Le héros est un looser: cela fait deux ans qu'il glande à Berlin en prétendant travailler son droit. Son père s'en aperçoit et lui coupe les vivres. Début de l'errance.
Il ne sais rien faire, mais il est bien élevé et poli, ne profite jamais d'une situation et ne repousse personne (toutes les faiblesses d'une bonne éducation non soutenue par une situation sociale, pensé-je) : par conséquence les gens se confient à lui.

A un moment donné, il commence à dire: «Parfois je trouve les gens bizarres, et puis je me dis que comme ils sont tous bizarres, ce doit être moi qui suis bizarre». La confidence est interrompue, mais nous spectateurs dans la salle avons envie de nous précipiter à travers la toile pour le rassurer: «Non je t'assure, tu es le seul "normal", les autres sont vraiment bizarres, tu ne rêves pas».

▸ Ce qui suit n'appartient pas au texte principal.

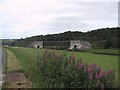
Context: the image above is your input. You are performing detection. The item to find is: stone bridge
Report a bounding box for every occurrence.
[69,40,92,50]
[28,41,43,48]
[28,40,92,50]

Histoire allemande en filigrane, le film sur le nazisme bourrés de clichés, le vieil homme qui revient à Berlin après avoir passé sa vie à l'étranger et raconte ses souvenirs: «Et je chouinais, tu sais pourquoi? Parce qu'avec tout ce verre je ne pourrais plus faire de vélo.»

Un très beau film sur la rencontre, les rencontres, ce mystère que demeure l'autre qui ne peut sortir de son corps pour se dévoiler pleinement (et pourtant, tentative: voir le spectacle de danse).